The Clash of the Titans III was the Economic Research Council’s third bold annual attempt to predict the future of the UK economy! This event was sponsored by PwC.
This is icebreaker’s synopsis from the input of the Economic Titans:
- Kevin Daly of Cambridge University,
- Ros Altman from LSE,
- and Stephen King from Oxford University.
Challenging the Titans was Andrew Sentance of PWC.
The UK economy in perspective
The UK Economy is still 1.8% GDP below 2008. Putting GDP Growth in perspective historically
- 1960s – 40%
- 1970s – 13%
- 1980s – 25%
- 1990s – 25%
- 2000s – 30%
- 2010s – 4% !
Referring to the economists Adam Smith’s model, the UK economy is going through a “melancholy or dull period”. In these periods one persons gain is another’s loss. This creates resentment and undermines trust in the markets. This pattern reduces the effectiveness in the way the markets work.
The UK growth in 2013 is currently leading most g7 nations. The last time the UK did that was in 2007 and Japan did so in 1990s and has suffered ever since! The challenge is the quality of growth and China for the next 18 months is focussing on sustained growth rather than growth for growth sake.
Why has UK growth jumped from 1% on q1 to 4% in Q3 2013?
- funding for lending
- sterling weakness q1 -15%
- Euro break up less likely leading to more certainty
- Reduction in press reporting uncertainty, and George Carneys suggestion of interest rate being based upon unemployment created certainty, supporting long term spending with business lending up 4%
Less plausible reasons:
- Fiscal policy changed there has been no change
- Help to buy – only started in Oct November
- Forwards guidance
What is funding this growth?
The worry is the balance of payments – i.e. what is funding this growth? The deficit in 2008 was 0.9% and now in 2013 has risen to 4% of GDP. This suggests that the economy is broken so more growth is likely to increase the balance of payments deficit and reduction in liquidity.
UK competitiveness and the EU
Lack of productivity growth and a reduction in the quality of jobs in the UK is reducing the competitiveness of the UK. The European x booked creditor position in Europe shows promises broken without much knowledge of the ability to repay of the level of inter EU debts.
UK monetary and political policy
Government policy has kicked off construction, and cuts in fuel duty and energy costs. There has been no Government austerity and this will not take place until 2015. Interest rates are too low and this is creating unrealistic borrowing and it is likely debts will be unsustainable as interest rates rise.
With bank interest rates have been at .5% when actual cost of lending has been 3-4%, monetary policy seems very short term. This is fuelling inflated house prices and low cost mortgages, and the same mistakes of the past.
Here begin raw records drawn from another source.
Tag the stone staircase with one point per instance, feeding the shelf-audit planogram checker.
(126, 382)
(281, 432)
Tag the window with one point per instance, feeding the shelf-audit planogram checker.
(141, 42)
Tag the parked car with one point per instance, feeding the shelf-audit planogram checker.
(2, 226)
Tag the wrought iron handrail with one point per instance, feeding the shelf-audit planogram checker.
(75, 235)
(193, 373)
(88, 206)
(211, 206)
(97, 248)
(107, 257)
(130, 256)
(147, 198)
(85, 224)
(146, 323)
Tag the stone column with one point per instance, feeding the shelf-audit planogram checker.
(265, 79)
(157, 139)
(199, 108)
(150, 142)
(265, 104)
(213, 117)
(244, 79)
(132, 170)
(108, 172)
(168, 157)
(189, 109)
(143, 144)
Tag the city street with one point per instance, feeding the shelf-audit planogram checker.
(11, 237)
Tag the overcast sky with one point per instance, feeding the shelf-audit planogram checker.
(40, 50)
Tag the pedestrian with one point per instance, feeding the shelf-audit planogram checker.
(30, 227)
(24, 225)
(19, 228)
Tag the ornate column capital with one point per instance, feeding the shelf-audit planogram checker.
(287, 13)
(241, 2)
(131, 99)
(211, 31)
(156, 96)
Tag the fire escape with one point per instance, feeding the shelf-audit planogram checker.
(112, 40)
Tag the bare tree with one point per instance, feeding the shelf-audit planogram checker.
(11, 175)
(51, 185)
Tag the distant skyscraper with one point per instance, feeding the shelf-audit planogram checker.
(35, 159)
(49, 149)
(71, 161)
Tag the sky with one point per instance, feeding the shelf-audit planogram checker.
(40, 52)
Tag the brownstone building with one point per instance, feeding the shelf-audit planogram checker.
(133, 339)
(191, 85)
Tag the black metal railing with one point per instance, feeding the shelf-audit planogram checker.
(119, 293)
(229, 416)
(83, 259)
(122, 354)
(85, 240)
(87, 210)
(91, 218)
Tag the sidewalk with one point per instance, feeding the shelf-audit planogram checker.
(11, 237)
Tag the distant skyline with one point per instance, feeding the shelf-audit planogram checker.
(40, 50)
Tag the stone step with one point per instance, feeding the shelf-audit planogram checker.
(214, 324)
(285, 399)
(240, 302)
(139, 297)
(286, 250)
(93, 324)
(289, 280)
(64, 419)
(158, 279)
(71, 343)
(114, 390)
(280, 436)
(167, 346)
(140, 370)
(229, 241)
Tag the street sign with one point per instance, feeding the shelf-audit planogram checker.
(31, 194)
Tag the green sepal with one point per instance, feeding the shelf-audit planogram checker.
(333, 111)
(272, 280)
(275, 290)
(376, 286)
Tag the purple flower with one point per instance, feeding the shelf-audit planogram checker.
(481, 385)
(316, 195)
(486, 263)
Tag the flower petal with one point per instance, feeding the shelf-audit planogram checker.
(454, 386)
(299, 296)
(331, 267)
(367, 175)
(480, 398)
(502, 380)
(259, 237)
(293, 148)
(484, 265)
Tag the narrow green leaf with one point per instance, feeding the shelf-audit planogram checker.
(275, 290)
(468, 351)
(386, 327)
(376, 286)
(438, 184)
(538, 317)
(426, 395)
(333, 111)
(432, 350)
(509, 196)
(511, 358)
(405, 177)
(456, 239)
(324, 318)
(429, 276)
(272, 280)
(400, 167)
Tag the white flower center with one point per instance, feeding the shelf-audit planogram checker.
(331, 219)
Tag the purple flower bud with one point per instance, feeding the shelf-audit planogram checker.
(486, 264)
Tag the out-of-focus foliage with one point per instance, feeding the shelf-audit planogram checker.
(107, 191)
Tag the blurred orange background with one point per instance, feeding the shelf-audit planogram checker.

Savings are falling. Inflation even with this growth will be uncertain.
Growth in 2014?
Drivers of growth in 2014 are likely to be rises in house spending, business investment, reduction in unemployment.
Other factors to consider:
- Where is the cash globally? What does global cash flow look like? When will the money run out?
- Distribution of wealth seems to becoming more concentrated in the hands of the few
- Markets for products and services have changed and so has the way they are being bought
- Structural costs – e.g. systemic environmental taxes seem to being relaxed
- Climate change and energy and efficiency of using resources
Growth is being funded by more UK plc debt so the economy’s ability to growth its way out of its debt mountain indicates to be that the economy is broken and therefore not sustainable.
My preciction is that more growth therefore is likely to lead to a greater debt for UK plc reducing the UK plc’s solvency.